Earlopain / FoxTrove

E6 Upload Helper
GNU General Public License v3.0
6 stars 3 forks source link

BlueSky submission IDs #128

Closed faucetlol closed 3 days ago

faucetlol commented 3 days ago

The cid is currently being used as the submission identifier:

https://github.com/Earlopain/FoxTrove/blob/6531db788b1f785391f7e3eada15ecf814548769/app/logical/scraper/bluesky.rb#L24-L30

But this ID isn't the one used for URLs at all - resulting in a URL that doesn't actually take you anywhere, e.g. https://bsky.app/profile/mayrin.bsky.social/post/bafyreiard66l5ghdzwrklacpjhosuwbiltpikdylqn2cp2bkmmmydqyoru.

I swapped it out for s.identifier = submission["uri"].split("/").last which actually provides the ID we need for the URL, providing a working link: https://bsky.app/profile/mayrin.bsky.social/post/3k75hbrv4gy2l.

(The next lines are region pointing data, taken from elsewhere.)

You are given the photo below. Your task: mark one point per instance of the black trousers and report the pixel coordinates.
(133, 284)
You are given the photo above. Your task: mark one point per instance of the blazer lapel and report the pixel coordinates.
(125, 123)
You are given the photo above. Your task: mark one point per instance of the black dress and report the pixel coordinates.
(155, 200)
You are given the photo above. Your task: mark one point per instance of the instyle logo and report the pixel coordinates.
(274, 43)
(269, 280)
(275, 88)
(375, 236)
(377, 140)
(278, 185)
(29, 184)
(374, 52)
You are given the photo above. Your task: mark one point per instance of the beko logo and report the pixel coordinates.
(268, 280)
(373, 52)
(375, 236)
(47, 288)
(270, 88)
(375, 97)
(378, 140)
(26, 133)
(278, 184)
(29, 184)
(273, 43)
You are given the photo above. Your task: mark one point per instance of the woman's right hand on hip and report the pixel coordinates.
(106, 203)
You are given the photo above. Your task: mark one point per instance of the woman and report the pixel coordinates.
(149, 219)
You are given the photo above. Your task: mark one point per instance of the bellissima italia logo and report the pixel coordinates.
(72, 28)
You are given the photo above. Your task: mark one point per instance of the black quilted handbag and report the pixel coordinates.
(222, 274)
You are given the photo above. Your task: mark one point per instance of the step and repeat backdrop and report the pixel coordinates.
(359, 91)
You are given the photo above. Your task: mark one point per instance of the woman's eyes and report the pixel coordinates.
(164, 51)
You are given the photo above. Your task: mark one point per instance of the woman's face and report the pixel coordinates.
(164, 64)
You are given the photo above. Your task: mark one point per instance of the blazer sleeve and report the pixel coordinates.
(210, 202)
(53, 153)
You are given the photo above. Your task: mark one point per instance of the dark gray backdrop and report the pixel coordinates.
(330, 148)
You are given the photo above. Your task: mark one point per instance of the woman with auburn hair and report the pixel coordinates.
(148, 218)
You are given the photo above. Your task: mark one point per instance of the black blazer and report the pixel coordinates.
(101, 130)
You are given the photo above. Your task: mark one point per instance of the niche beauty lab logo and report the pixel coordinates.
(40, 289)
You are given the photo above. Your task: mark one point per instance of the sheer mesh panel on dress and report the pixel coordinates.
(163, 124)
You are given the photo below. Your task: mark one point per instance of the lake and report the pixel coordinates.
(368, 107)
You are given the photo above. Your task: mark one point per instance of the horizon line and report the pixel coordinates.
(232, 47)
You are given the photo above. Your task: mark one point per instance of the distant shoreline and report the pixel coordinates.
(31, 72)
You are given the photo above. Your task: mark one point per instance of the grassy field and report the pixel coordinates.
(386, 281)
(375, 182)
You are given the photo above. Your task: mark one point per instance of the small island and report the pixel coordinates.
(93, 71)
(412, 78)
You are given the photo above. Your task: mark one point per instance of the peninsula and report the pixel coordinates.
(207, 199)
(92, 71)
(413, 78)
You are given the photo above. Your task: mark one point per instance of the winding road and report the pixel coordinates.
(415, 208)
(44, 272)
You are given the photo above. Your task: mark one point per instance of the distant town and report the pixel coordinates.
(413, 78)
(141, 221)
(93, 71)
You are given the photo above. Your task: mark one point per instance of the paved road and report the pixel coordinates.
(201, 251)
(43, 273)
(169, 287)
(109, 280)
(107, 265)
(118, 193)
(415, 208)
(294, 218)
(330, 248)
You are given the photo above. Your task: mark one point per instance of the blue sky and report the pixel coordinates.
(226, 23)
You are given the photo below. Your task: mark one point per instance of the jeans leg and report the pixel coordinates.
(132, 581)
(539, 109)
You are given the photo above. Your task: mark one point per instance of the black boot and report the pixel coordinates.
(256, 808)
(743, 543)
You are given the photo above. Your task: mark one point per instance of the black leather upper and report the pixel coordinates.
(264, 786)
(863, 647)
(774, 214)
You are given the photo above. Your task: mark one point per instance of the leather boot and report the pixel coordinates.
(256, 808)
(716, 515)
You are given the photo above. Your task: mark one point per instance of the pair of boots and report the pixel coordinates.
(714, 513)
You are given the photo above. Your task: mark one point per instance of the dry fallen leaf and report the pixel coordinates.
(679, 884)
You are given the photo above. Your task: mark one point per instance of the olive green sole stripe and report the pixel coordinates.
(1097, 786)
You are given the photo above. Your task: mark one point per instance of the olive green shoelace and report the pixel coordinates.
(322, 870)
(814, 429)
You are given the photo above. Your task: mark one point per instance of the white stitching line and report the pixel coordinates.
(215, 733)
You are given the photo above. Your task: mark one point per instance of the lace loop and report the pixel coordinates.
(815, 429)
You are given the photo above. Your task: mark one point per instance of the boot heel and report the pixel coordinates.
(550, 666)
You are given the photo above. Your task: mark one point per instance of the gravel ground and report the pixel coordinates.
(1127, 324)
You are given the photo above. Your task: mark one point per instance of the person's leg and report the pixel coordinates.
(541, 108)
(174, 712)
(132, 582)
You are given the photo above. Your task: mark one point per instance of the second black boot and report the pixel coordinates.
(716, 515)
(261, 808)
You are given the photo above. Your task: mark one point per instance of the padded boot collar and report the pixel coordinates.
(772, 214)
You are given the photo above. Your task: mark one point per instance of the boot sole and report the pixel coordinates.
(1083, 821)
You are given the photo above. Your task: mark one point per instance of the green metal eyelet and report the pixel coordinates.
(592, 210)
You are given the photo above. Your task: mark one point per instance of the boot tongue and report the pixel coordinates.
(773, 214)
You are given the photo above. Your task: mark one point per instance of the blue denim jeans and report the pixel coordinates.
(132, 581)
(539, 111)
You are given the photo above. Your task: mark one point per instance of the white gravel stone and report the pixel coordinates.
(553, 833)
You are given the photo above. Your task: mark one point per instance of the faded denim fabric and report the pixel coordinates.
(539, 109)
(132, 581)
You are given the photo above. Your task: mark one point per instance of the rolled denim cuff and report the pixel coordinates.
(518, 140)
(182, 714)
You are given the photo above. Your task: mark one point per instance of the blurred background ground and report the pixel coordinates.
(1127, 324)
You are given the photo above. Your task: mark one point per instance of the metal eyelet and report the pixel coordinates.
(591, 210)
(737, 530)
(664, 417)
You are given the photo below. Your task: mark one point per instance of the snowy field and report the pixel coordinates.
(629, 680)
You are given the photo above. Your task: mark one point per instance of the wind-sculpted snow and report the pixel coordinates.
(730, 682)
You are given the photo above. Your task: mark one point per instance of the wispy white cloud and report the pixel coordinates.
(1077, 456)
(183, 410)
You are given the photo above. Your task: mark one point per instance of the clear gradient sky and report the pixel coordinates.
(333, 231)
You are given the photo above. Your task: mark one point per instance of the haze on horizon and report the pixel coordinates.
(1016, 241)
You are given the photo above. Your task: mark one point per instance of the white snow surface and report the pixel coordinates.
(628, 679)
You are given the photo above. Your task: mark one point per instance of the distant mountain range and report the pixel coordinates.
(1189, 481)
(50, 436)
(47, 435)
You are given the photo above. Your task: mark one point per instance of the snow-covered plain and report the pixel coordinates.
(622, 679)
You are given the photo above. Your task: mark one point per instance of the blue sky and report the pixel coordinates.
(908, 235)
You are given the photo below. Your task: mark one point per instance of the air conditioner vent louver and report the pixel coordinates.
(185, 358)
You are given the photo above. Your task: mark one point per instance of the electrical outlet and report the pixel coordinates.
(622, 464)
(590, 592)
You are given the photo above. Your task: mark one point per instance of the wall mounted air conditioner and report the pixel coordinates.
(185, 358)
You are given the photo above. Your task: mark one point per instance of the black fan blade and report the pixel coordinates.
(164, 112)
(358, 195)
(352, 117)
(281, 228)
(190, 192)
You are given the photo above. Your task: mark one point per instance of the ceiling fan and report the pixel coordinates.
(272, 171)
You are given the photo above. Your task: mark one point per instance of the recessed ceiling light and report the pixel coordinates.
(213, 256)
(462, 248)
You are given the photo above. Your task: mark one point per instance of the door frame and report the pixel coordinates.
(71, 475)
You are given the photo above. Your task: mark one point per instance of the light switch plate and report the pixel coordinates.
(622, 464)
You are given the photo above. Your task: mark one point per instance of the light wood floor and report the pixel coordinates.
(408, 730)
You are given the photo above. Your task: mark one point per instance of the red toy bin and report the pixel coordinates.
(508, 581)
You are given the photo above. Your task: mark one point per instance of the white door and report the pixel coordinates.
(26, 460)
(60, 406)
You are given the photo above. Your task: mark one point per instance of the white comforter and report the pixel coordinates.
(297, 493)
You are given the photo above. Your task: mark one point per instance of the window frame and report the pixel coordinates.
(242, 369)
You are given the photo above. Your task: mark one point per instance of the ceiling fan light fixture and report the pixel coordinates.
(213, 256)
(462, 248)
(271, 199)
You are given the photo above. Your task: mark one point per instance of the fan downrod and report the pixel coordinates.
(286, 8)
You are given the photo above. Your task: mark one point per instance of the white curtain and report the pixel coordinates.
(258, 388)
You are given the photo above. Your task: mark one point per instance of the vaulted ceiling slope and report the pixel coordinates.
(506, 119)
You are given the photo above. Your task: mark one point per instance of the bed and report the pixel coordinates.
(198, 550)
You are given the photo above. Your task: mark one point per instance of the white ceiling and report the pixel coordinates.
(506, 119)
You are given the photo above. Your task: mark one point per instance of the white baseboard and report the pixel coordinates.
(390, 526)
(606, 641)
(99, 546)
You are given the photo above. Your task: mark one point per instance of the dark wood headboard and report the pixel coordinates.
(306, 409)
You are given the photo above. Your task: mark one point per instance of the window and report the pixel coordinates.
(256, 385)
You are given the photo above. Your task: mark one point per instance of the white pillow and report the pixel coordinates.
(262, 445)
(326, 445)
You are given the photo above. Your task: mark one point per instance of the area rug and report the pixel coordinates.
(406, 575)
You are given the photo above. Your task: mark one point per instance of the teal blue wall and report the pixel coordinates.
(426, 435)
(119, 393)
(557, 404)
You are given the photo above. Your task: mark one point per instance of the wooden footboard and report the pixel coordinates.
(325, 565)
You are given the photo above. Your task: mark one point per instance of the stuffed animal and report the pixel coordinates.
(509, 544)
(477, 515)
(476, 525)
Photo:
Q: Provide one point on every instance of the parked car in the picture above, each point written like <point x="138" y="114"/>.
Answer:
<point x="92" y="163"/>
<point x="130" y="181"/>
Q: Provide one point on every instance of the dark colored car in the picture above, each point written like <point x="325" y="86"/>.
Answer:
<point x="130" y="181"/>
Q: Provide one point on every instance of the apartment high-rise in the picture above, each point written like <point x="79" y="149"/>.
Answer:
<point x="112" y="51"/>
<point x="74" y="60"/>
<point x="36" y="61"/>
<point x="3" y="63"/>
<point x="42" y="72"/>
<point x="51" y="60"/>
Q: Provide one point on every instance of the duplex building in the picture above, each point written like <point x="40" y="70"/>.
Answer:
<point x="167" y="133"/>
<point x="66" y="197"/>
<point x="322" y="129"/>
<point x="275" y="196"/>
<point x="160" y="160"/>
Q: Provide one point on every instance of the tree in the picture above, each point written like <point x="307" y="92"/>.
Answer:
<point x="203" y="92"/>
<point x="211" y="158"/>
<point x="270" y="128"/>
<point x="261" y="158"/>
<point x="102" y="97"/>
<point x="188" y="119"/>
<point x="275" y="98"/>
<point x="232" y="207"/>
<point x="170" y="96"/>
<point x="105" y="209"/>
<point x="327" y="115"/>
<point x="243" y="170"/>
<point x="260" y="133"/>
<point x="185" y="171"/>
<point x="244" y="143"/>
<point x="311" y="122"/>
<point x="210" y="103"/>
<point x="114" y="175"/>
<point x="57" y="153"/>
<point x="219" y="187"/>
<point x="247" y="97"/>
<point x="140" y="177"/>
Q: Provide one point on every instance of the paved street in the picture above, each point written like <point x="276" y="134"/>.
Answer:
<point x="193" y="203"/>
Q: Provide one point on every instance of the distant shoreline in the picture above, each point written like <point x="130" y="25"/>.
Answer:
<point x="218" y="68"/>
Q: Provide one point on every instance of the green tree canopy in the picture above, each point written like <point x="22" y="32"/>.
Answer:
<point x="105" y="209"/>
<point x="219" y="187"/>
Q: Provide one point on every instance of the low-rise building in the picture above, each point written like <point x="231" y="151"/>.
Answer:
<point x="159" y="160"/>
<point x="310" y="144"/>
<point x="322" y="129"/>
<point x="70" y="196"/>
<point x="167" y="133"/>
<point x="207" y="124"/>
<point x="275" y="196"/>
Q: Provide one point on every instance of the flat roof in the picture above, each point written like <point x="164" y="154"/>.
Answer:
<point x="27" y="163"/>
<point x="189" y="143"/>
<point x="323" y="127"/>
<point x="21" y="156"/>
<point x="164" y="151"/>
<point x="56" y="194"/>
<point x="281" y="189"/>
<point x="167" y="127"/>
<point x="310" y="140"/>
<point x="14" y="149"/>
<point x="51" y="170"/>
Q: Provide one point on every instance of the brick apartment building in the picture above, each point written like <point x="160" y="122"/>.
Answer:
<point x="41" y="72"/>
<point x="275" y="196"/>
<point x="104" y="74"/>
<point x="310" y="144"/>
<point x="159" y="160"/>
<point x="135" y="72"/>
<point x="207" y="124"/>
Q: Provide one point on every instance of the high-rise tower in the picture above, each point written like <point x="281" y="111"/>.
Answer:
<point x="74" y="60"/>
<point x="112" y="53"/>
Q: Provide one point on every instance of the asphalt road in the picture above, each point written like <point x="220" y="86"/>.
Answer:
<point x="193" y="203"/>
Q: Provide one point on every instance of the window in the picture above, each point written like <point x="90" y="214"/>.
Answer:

The problem is, I'm not sure if these IDs are universally unique among all users? Maybe with that number of characters in the ID we can just trust there won't be any conflict among the small subset of users we'll be scraping, but it still doesn't feel ideal.

Earlopain commented 3 days ago

This seems fine. They don't have to be unique across all users since the url is scoped by the individual account, right? Do you want to open a PR?

faucetlol commented 3 days ago

Sure, I'll go ahead and open a PR then. I thought there may have been a problem not downloading a new submission if the submission ID was already in use.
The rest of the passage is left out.